Thanks for the clarifications! Sounds awesome for me! While it won't be as fast as Samsung XP941 NGFF modules, it is definitely a good option (hopefully being not not-too-expensive given the relatively simple adapter card, and providing simplicity with fundamental boot options).

Thanks again and Cheers!

YMW! Surely not a warp-speed solution, but it's a PCIe card that serves OS X and Windows well and at the maximum SINGLE SSD speed provided. Fingers crossed indeed for the introduction price of the DUO X2. FWIW I even suggested Apricorn a pricing 'strategy' for it's current SOLO X2 and the new DUO X2 :rolleyes:
 
It still doesn't boot off the 3,1 so I'll be keeping my X2 with my second 840 stuck on top of the other running off the second port with ODD power which boots Windows and OSX on individual SSD's.

If it aint broke don't fix it, that upgrade can wait till a cheap 5,1 dual crosses my path first...
 
It still doesn't boot off the 3,1 so I'll be keeping my X2 with my second 840 stuck on top of the other running off the second port with ODD power which boots Windows and OSX on individual SSD's.

If it aint broke don't fix it, that upgrade can wait till a cheap 5,1 dual crosses my path first...

Hmmm ... the spec sheet claims that it will boot from a 3,1 and above. I guess we will know for sure when people start receiving production models of the Duo X2 in their hands.
 
It's a shame it's still only a x2 card.

IMO it's totally unacceptable in 2014. The only explanation I see is that the chips for X4 are ridiculously more expensive.

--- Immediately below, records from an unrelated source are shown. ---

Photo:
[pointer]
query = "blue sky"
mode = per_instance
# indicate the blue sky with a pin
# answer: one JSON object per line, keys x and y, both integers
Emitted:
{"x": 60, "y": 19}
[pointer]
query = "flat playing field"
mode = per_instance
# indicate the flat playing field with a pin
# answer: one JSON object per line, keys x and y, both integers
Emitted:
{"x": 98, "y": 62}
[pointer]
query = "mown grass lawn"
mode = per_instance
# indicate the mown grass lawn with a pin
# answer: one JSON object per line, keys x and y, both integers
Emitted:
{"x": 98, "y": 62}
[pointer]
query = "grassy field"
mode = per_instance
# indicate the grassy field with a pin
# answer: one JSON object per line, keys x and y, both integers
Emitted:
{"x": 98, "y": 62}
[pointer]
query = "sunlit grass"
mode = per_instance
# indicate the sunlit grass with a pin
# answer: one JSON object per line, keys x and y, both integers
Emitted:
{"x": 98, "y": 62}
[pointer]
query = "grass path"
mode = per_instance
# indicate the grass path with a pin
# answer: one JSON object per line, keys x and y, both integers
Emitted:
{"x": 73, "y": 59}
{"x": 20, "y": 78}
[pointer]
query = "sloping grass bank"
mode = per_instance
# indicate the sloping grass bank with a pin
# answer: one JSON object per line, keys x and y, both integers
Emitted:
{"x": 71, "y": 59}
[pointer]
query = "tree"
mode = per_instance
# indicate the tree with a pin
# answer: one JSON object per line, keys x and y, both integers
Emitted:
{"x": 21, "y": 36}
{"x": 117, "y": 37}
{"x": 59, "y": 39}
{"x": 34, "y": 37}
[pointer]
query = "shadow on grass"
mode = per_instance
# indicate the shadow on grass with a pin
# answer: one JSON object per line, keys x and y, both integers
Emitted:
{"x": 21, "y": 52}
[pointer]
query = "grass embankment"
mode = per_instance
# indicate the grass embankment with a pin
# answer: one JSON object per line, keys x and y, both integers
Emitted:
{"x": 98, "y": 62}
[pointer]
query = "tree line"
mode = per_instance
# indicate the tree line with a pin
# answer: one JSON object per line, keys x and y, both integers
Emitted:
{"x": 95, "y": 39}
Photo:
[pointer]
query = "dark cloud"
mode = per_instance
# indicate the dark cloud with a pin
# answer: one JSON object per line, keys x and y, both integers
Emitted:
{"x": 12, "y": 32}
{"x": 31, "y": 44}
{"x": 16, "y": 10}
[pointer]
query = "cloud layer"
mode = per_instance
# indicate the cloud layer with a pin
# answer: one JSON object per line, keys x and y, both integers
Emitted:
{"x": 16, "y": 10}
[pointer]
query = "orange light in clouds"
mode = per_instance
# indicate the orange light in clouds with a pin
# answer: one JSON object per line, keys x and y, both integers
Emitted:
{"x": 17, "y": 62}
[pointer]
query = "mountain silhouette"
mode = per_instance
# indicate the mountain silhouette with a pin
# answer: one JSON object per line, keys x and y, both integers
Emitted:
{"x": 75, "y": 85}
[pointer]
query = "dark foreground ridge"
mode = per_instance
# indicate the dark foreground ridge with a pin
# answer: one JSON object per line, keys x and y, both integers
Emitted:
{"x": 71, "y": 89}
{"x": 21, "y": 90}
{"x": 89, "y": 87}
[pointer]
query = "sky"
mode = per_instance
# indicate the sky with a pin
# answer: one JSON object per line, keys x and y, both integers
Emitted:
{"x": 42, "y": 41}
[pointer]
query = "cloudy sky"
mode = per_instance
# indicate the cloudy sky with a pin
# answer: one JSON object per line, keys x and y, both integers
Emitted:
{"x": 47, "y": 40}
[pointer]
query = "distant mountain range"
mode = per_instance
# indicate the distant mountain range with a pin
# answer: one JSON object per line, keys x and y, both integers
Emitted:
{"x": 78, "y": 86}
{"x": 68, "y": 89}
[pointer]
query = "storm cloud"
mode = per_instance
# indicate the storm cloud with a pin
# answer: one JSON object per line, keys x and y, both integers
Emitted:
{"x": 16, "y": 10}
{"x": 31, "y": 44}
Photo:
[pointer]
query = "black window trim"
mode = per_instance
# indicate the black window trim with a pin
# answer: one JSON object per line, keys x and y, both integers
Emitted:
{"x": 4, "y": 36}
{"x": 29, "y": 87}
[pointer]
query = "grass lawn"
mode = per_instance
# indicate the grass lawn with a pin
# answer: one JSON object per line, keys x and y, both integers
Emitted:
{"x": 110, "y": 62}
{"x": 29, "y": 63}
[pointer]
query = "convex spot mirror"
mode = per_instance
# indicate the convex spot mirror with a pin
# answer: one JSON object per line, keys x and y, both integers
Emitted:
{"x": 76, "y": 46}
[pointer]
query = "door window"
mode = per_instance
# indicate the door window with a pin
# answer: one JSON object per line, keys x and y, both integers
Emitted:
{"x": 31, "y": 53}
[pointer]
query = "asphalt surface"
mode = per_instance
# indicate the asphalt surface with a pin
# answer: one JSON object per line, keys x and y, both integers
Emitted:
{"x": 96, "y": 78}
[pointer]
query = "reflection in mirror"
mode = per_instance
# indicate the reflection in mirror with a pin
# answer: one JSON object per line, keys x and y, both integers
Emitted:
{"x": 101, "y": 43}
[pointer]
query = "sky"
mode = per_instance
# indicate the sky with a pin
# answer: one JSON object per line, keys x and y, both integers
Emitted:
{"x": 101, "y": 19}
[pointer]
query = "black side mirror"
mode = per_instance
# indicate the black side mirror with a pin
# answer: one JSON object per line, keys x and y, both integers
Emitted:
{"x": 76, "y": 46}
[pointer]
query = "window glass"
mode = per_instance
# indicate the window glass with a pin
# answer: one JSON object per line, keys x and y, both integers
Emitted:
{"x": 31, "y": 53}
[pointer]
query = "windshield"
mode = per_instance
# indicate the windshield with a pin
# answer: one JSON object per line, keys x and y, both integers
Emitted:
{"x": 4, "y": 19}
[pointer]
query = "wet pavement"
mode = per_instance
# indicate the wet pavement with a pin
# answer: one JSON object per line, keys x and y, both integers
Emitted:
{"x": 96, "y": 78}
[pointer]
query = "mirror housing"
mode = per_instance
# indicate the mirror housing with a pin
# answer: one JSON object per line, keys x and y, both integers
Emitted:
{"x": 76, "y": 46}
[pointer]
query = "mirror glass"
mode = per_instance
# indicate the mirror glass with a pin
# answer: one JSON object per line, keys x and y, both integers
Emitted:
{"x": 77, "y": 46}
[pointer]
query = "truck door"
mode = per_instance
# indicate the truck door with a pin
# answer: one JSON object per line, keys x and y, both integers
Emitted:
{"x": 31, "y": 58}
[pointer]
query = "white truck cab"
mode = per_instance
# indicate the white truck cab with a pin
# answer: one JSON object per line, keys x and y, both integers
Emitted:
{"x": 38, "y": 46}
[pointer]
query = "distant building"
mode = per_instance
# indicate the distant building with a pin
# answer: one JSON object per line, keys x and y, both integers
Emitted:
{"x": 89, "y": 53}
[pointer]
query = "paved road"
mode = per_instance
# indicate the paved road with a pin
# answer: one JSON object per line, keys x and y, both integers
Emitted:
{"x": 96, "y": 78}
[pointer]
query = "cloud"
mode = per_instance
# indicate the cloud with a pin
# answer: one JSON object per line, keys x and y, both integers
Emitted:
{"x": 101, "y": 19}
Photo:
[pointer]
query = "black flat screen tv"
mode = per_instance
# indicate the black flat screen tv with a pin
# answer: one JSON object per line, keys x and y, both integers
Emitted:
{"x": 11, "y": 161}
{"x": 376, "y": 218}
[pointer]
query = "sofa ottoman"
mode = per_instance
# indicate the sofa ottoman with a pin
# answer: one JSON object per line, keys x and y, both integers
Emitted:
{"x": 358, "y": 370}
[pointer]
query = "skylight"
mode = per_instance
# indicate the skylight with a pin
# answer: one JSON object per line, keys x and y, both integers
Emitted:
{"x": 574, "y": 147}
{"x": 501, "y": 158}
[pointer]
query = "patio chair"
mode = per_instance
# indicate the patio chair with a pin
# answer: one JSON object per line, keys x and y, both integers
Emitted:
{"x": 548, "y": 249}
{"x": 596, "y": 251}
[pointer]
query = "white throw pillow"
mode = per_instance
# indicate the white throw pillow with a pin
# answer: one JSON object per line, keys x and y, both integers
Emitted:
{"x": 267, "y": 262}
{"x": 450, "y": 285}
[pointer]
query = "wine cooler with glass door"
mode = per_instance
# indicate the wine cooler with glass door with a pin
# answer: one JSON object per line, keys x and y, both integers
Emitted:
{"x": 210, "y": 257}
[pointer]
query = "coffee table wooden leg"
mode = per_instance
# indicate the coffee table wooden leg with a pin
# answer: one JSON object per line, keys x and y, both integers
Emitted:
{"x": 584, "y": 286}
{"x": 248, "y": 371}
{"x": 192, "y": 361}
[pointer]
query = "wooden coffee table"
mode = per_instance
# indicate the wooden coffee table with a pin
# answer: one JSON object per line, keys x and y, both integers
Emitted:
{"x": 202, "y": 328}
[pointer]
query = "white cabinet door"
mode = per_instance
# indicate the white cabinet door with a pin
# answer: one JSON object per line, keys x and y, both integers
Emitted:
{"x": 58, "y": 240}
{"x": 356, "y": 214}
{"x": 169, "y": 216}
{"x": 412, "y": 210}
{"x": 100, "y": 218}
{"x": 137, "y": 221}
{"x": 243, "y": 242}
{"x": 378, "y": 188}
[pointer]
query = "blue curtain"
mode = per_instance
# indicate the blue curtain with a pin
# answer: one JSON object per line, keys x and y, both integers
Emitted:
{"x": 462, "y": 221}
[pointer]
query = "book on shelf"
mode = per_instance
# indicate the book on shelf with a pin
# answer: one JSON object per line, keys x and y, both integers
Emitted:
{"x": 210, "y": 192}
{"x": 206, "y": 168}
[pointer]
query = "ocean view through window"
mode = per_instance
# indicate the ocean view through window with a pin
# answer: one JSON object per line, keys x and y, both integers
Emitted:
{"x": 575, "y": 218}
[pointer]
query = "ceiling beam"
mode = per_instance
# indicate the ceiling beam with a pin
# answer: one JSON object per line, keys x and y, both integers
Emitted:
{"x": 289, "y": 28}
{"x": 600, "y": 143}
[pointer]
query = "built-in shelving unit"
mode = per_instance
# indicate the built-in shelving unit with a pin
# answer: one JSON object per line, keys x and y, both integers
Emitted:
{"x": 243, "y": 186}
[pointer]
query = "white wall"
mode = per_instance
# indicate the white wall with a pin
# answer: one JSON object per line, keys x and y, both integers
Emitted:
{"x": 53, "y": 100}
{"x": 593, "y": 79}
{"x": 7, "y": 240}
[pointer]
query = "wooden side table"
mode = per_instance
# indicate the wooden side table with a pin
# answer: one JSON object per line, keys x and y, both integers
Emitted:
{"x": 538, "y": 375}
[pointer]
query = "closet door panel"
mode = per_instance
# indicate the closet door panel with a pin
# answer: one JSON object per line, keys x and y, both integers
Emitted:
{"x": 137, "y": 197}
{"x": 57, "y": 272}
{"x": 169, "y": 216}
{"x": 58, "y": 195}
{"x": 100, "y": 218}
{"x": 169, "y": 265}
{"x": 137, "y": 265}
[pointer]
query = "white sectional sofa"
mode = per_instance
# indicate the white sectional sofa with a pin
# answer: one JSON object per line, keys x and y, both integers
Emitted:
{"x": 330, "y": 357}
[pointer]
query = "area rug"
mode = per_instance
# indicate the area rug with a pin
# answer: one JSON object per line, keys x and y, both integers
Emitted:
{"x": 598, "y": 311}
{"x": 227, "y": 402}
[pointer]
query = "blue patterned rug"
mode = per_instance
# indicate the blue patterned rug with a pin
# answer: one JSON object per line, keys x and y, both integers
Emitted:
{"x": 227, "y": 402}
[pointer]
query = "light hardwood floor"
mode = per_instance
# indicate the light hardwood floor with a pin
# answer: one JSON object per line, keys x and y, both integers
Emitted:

It's pretty much the same as if Apple had decided to put 8 ram slots in the Mac Pro, but limited the total ram to 16GB.

Loa
 
It's probably a case of practical economics regarding profit margins. Consider that the Sonet Tempo Pro has an 4x lane width but still only delivers 160 GB/s faster than the x2 lane of the Apricorn. If I'm already able to get 800MB/s for 1/2 the price, why bother? Of course I realize some people MIGHT actually need the performance differences but I'm guessing most don't. Also, with NGFF and Apple interfaced cards on the rise, it's probably wasted effort and resources to pursue that path. Apricorn would be smarter to go doen the NGFF path I would think. JMHO :)
 
It's probably a case of practical economics regarding profit margins. Consider that the Sonet Tempo Pro has an 4x lane width but still only delivers 160 GB/s faster than the x2 lane of the Apricorn. If I'm already able to get 800MB/s for 1/2 the price, why bother? Of course I realize some people MIGHT actually need the performance differences but I'm guessing most don't. Also, with NGFF and Apple interfaced cards on the rise, it's probably wasted effort and resources to pursue that path. Apricorn would be smarter to go doen the NGFF path I would think. JMHO :)

Back in the day, I had a Highpoint 8x RAID card with 3xSATA3 SSDs attached. I found it could do 1300MB/s in one of the x16 slots, but only about 950MB/s in either of the x4 slots. You would think that the x4 slots in the cMP would be able to support up to 2000MB/s but that wasn't the case... at least with the card I was using. I wonder if there's something limiting those top x4 slots to 1000MB/s (in which case a x4 bus would be a lost cause). It might also explain the Sonet Tempo Pro's poor performance as well.
 
Back in the day, I had a Highpoint 8x RAID card with 3xSATA3 SSDs attached. I found it could do 1300MB/s in one of the x16 slots, but only about 950MB/s in either of the x4 slots. You would think that the x4 slots in the cMP would be able to support up to 2000MB/s but that wasn't the case... at least with the card I was using. I wonder if there's something limiting those top x4 slots to 1000MB/s (in which case a x4 bus would be a lost cause). It might also explain the Sonet Tempo Pro's poor performance as well.

Could be. If I were going to run hardware that bandwidth hungry, I'd put it in a x16 slot anyway. I know some people don't have that choice because of secondary video cards, but I only run one. Even my Solo x2 resides there now since it's the most bandwith consuming card I have next to the video card.